With the objective of enabling prospective and existing investors to compare individual AIFs’ performances with the performance of the AIF industry and against other investment avenues, as also global investment opportunities, the Circular introduces mandatory benchmarking of the performance of AIFs (including venture capital funds (“VCs”)) and a framework for facilitating the use of data collected by benchmarking agencies (“Agencies”) to provide customized performance reports. However, these requirements do not apply to Angel Funds registered under sub-category of VC Fund under Category I – AIF.

Any association of SEBI registered AIFs (“Association”), representing at least 51% of the number of AIFs, may notify one or more Agencies with whom each AIF will enter into an agreement for carrying out the benchmarking process. Where any past performance of the AIF is mentioned in the PPM or in any marketing or promotional document, the performance versus benchmark report for such AIF or scheme shall also be provided.

Operational Guidelines

The Circular enumerates the following operational guidelines for implementation of performance benchmarking:

  • The performance benchmarking will be carried out on a half yearly basis and the necessary information shall be provided by AIFs or schemes that have completed at least one year from the first closing.

  • AIFs will provide data on cash flows and valuation of their scheme-wise investments to the Agencies including the details of valuation principles and the name of the valuation agency in the form and format required by each Agency as prescribed. The PPM is required to provide the manner of valuation of investments and the Agencies shall be informed regarding any changes.

  • The data provided for March 31 each year shall be audited data and for September 30 may be unaudited data.

  • For the purpose of reporting and benchmarking, “assets-under-management” will be the value of total capital drawn down under the scheme and shall be carried out on pre-tax net asset value of the scheme.

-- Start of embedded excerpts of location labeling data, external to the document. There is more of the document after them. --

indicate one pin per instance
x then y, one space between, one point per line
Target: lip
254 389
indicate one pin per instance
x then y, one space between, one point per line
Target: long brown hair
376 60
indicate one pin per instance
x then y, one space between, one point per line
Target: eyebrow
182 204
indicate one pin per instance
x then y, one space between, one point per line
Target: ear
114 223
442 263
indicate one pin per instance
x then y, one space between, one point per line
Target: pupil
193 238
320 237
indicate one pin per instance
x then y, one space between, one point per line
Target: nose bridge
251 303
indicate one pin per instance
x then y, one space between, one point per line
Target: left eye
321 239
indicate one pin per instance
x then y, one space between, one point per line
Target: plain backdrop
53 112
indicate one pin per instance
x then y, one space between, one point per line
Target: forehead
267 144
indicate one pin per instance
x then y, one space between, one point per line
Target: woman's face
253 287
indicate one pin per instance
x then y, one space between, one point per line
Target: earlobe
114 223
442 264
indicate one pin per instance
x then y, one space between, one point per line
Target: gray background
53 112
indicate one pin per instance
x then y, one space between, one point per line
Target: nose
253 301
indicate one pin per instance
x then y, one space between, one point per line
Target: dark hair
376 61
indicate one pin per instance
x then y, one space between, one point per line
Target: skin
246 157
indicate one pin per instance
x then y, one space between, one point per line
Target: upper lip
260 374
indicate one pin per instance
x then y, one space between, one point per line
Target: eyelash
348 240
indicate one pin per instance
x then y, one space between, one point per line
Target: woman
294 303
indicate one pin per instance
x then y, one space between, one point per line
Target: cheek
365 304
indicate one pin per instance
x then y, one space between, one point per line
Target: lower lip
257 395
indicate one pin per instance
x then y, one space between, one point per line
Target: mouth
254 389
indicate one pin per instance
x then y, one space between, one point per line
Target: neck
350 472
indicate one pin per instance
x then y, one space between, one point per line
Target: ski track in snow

  • Each Agency shall clearly provide the basis of benchmarking of individual AIFs or schemes as well as calculation of the industry benchmark, along with the benchmark report.

The Association and Agencies are required to ensure that the first industry benchmark and the requisite reports are available latest by July 1, 2020, for the performance up to September 30, 2019, and the progress report shall be submitted to SEBI on a monthly basis until the first industry benchmark.

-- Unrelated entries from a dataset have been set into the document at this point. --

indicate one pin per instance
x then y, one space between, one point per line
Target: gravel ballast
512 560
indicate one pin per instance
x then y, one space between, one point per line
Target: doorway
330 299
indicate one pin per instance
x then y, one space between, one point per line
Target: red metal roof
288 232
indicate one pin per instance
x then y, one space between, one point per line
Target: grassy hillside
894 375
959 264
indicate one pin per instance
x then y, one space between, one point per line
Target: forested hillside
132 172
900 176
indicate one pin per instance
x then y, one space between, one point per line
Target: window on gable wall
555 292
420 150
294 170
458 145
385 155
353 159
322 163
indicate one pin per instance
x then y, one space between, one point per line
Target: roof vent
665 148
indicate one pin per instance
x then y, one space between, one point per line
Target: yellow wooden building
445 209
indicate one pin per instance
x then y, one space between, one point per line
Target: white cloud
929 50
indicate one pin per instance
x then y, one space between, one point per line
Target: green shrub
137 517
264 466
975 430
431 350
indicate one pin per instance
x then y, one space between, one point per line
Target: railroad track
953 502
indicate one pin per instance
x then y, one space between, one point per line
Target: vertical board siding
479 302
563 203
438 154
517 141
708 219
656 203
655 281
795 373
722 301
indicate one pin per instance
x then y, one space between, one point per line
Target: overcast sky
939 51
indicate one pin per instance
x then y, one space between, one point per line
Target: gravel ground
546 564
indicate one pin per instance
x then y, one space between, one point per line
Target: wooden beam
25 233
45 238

Standardised Template for PPM

In terms of regulation 11 of the SEBI (Alternative Investment Funds) Regulations, 2012, AIFs are required to issue a PPM to prospective investors to raise funds.

a. Minimum Disclosure Requirements

With the objective of ensuring a minimum standard of disclosure, SEBI has provided a template for PPMs filed by AIFs. The Circular provides two separate templates, one each for Category I and Category II AIFs and Category III AIFs respectively. The templates contain the minimum level of information in a simple format, and will come into effect from March 1, 2020.

b. Annual Audit of Compliances

Further, the AIFs are mandatorily required to carry out an annual audit of this compliance by an internal or external auditor or legal professional. The report of the audit has to be communicated to the trustee or board or designated partners of the AIF, board of the manager and SEBI.

c. Primacy of the PPM

The Circular expressly provides for the primacy of the PPM over other agreements such as the contribution agreements executed with the investors.

d. Exclusion of Angel Funds

The Consultation Paper did not provide for any exclusion from the disclosure compliances. However, after receiving comments from public, SEBI has excluded angel funds, a sub-category of Category I AIFs, from the requirement of adopting the prescribed template and carrying out the annual audit of the compliance.

e. Waiving Compliance with the Circular

In addition to the above, SEBI has also provided a format for waiver in the Circular, wherein AIFs or schemes in which each investor commits to a minimum capital contribution of INR 70 crores (USD 10 million or equivalent) can be excluded from the application of the Circular by providing a waiver taken from prospective investors in the prescribed format.

Conclusion

The number of AIFs has increased at a rapid pace and the performance benchmarking for AIFs is a step in the right direction since it will provide valuable data to investors while deciding to invest in a particular AIF. It may also give a boost to AIFs as an investment class since new investors may be attracted after being able to see the performance of different AIFs. However, the performance-benchmarking requirement is likely to increase the compliance costs for AIFs.

The directive that the PPM will have supremacy over side letters coupled with the requirement of disclosing the criteria for offering differential rights through side letters to any investor will ensure that the same class of investors are given the same rights. The introduction of a template is also likely to reduce the processing time for registration of AIFs. Additionally, SEBI’s decision to create a carve-out for angel funds seems to have been carried out on the basis of public feedback since such a carve-out was not envisaged in the Consultation Paper. The carve out for angel funds was necessary since the structure of angel fund is different from other AIFs. In an angel fund, each investor has to confirm their investment in a particular investee company through an undertaking. Overall, the steps taken by SEBI will bring transparency and depth to the AIF industry.